Change · Choices · Ethics · Humanity · Random Act of Kindness

On Random Acts of Kindness

One of the stories in the news lately has been that of a police officer who reached into his own pocket to buy a pair of boots for a homeless man sitting on a street in New York City.  A random act of kindness shared between two strangers in the crowd of the city.


As I studied the picture on the front page of our local paper, it morphed from one of a police officer giving boots to a vagrant, to one of one human giving help to another.  The fact that one happened to be a policeman, a representative of authority, and the other a vagrant, someone off the social map, became completely incidental.

It we take a cynical approach we can say big deal – all this is just the exception that makes the rule.  What of the 99% confronted with exactly the same situations that do nothing?  After reading this, we all feel a bit better about ourselves. But when we wake up the next morning, what has changed?  Absolutely nothing!

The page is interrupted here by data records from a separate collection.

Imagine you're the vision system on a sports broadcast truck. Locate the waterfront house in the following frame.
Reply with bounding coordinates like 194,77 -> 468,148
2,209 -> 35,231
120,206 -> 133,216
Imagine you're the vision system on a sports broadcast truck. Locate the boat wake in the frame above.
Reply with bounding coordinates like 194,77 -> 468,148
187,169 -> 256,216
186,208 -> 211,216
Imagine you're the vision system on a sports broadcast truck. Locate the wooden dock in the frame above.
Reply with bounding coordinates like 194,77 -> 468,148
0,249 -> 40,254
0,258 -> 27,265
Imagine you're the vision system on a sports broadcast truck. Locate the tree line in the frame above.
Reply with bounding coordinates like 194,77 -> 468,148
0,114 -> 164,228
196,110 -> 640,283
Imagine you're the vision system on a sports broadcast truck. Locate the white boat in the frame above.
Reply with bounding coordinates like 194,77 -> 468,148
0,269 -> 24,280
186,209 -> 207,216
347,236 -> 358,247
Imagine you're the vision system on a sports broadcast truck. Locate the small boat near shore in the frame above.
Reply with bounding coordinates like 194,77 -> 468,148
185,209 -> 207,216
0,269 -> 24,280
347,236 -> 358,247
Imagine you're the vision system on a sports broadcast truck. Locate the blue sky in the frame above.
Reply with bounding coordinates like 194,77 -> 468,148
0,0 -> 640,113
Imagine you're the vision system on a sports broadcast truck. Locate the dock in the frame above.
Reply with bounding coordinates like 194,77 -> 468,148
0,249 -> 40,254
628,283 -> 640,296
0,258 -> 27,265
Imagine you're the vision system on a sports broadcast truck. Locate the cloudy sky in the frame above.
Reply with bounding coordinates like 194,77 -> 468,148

Another scene that this brings to mind is that of Tienanmen Square – a single man standing in the path of a tank.  Yes, this picture was seen around the world!  Yes, we are talking about it to this day!  But is China not the old oppressive autocracy that it always was?

To these cynics I would say that change is not simply incremental – There is a tipping point after which change is sudden, and often violent.  No one can predict in advance when that point will be reached. Thus, the likelihood of any given spontaneous act of grace changing the world is infinitesimally low.  That having been said, the same event  at another point in time could make a difference. And with the fullness of time it shall!